# Need help with HSS



## thapapawan (Jan 2, 2017)

Hello!

I recently bought two YN622C II triggers to use with Rovelight RL600B. I am only using one trigger on top of my canon and another trigger/remote on top of that YN trigger which came with RL600B.

Do I need another YN trigger and sync with cable to the rovelight? or does it communicate with inbuilt receiver in Rovelight? I am so confused how to use it. 

Also, I think it did not work when I set it up as the images were coming half over exposed.

Please help!


----------



## zombiesniper (Jan 2, 2017)

If you have 2 YN622C II's then you only need one on the camera and one with a sync cable to the monolight. Should be that simple unless you wish to have settings control, then I'm not sure if the YN622C II is compatible with the Flashpoint R2 system.


----------



## FotosbyMike (Jan 3, 2017)

According to Flashpoint:
To use the RoveLight in HSS mode, you need a HSS trigger and receiver.
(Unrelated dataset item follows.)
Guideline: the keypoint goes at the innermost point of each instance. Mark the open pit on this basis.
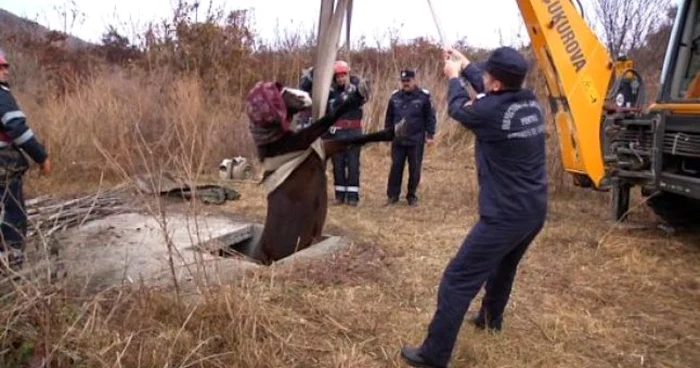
(134, 247)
FPRRR1PJR and 1 of these transmitter FPRRR1TRC or FPRRR1TRN.
FPRRRL600V2 does not achieve HSS. Flashpoint RoveLight

Since you already have the YN622's I would get a PC sync cable from the YN receiver to the Flashpoint and then test it. If that doesn't work you will more in likely need to get the dedicated Flashpoint triggers.


----------



## ronlane (Jan 3, 2017)

I don't have the RoveLight or the YN triggers. But I do have Flashpoint Monolights and I am able to us my Phottix Atlas II transceivers to fire them in HSS. As mentioned ,  use a short sync cable to connect the trigger to the light and I have the other one on camera or use my Phottix Odin trigger to fire it.


----------